Greeting her and three sons, ages 11 to 19, at the Robert Mohart Multipurpose Focus Center was a roomful of public officials, social service booths, victim advocacy groups and neighborhood leaders. They came to celebrate the launch of a two-year, multipronged effort to improve safety in Kansas City’s Prospect Avenue corridor.
“My neighbors are awesome. I love them,” Henderson said. “But you do hear the sirens every night. You hear the gunshots.
“I immediately start praying that nobody is hurt … and that the violence never touches my sons.”
The Kansas City No Violence Alliance, or KC NoVa, seeks the same thing.
An initiative funded by a $1 million grant from the U.S. Justice Department will blend the resources of law enforcement, the University of Missouri-Kansas City and the nonprofit Center for Conflict Resolution to target 3 square miles of homes and businesses.
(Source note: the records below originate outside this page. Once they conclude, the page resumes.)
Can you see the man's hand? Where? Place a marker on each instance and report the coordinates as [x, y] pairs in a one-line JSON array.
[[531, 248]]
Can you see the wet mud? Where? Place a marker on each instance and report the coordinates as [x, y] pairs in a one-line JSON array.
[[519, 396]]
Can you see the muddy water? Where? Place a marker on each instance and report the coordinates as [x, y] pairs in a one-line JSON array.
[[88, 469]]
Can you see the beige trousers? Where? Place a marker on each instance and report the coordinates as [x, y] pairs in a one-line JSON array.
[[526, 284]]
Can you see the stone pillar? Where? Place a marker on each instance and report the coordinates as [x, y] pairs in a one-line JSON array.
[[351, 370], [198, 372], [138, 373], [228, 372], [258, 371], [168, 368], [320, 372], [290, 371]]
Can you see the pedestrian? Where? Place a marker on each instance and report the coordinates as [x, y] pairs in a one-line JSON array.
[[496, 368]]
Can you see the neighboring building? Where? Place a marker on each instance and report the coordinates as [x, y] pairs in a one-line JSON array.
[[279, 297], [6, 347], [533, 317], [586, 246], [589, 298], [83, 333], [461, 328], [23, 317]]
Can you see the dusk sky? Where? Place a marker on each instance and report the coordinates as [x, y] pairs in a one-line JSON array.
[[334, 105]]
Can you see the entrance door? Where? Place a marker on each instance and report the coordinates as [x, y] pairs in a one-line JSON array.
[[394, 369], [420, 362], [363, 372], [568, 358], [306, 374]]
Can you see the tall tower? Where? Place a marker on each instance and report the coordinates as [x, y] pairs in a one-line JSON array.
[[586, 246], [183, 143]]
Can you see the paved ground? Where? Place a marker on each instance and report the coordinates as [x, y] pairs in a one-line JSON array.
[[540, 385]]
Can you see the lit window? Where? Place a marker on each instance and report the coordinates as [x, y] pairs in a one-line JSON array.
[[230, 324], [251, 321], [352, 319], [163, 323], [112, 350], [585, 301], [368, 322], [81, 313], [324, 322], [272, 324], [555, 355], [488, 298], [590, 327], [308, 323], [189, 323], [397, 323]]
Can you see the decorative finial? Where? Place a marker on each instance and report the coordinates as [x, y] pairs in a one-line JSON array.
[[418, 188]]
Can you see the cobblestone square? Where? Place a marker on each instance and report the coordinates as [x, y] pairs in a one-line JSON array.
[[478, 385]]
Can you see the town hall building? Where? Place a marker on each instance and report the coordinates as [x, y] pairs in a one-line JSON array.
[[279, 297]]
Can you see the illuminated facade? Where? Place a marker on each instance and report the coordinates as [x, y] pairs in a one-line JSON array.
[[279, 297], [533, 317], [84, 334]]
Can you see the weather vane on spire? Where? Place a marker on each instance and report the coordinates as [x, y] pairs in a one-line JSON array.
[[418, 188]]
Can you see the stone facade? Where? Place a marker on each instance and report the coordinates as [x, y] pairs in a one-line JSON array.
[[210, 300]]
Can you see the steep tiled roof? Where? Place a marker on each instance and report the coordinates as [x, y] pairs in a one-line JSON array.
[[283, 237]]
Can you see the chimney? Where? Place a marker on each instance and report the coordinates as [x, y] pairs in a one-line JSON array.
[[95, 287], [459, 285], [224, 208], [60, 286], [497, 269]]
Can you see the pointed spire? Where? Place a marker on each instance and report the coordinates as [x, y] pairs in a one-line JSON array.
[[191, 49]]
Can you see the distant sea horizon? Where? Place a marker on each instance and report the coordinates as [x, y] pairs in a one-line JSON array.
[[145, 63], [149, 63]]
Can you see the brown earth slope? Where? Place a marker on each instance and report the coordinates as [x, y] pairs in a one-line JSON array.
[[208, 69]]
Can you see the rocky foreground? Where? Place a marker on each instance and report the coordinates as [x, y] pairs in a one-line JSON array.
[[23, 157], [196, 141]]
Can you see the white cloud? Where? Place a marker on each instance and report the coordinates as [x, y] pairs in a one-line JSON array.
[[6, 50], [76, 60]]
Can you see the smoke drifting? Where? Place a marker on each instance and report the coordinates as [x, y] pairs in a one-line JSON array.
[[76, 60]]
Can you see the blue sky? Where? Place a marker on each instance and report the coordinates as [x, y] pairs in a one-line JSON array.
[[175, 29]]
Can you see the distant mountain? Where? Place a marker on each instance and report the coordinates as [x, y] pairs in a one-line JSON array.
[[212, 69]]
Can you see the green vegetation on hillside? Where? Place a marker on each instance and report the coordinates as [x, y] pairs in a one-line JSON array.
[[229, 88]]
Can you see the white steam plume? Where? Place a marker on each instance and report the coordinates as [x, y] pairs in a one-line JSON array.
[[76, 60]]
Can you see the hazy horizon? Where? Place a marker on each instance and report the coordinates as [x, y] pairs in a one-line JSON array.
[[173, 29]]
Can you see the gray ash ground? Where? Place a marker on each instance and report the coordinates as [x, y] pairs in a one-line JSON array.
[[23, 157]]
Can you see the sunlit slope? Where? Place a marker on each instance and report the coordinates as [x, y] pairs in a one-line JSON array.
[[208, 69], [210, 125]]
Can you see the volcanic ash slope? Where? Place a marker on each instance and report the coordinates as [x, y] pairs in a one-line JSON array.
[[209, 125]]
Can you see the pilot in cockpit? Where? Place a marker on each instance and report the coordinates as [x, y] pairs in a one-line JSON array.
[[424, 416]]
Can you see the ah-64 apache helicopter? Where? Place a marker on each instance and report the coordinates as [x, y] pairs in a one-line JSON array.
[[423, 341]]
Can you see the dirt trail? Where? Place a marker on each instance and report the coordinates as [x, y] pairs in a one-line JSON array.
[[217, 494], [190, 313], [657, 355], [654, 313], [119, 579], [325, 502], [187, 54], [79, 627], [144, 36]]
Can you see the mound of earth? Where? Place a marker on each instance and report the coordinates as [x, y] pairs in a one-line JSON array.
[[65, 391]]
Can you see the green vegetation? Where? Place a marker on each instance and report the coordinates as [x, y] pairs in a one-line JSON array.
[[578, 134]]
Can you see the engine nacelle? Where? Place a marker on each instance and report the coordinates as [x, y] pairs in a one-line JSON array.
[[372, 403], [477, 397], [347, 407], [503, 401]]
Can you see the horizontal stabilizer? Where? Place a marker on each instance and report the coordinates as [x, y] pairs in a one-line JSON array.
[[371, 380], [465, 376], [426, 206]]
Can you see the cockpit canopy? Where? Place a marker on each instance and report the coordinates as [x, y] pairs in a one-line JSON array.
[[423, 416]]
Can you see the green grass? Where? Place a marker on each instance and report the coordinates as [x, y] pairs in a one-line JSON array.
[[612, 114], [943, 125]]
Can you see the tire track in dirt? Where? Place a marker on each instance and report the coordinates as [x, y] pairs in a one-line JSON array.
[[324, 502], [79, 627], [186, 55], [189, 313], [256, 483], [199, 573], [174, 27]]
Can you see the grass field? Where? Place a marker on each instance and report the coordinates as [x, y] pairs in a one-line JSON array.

Four additional police detectives and a sergeant have been assigned to the Prospect corridor — between 25th and 39th streets, the Paseo and Indiana Avenue — to assist in the KC NoVa experiment. The initiative aims to bring criminal offenders together with their victims, conflict mediators and community services to resolve problems.
Tried in other U.S. cities with mixed success, federal Edward Byrne grant programs need grass-roots involvement to be effective, said Ryan Samuelson, the Byrne safety coordinator for the Prospect project.
“Sure, we can get big institutions together,” he said. “But if you’re doing this in a top-down, patriarchal way without the community buying into it? The grant goes away, we leave and all momentum dies.”
Kansas City Police Sgt. Garrik Haynes will direct a team of detectives moving through the corridor’s seven neighborhoods to connect with people most likely to cause trouble. The officers hope to direct them to services, jobs or educational opportunities as needed.
“We’re committed to delivering a message,” Haynes said. “We’ll get to know family members, the groups that (potential offenders) hang in. We get that in-depth.”
The Center for Conflict Resolution is seeking about 50 community members to serve on a neighborhood accountability board that “will bring a victim, the offender and community together to help repair the harm,” said the center’s Gregory Winship. “It gives the offender a chance at a clean record.”
UMKC researchers will analyze the corridor’s trends in crime, vacant properties and economic development over the next two years. Officials backing the effort said it could be extended or duplicated, if successful, in other areas of the city.
“We’re not in a crisis here,” Jackson County Prosecutor Jean Peters Baker told the rally. “We’re actually on the cutting edge of doing something wonderful in this community.”
Henderson was almost as hopeful.
“I appreciate their effort,” she said. “At least they’re trying. That’s all you can do.”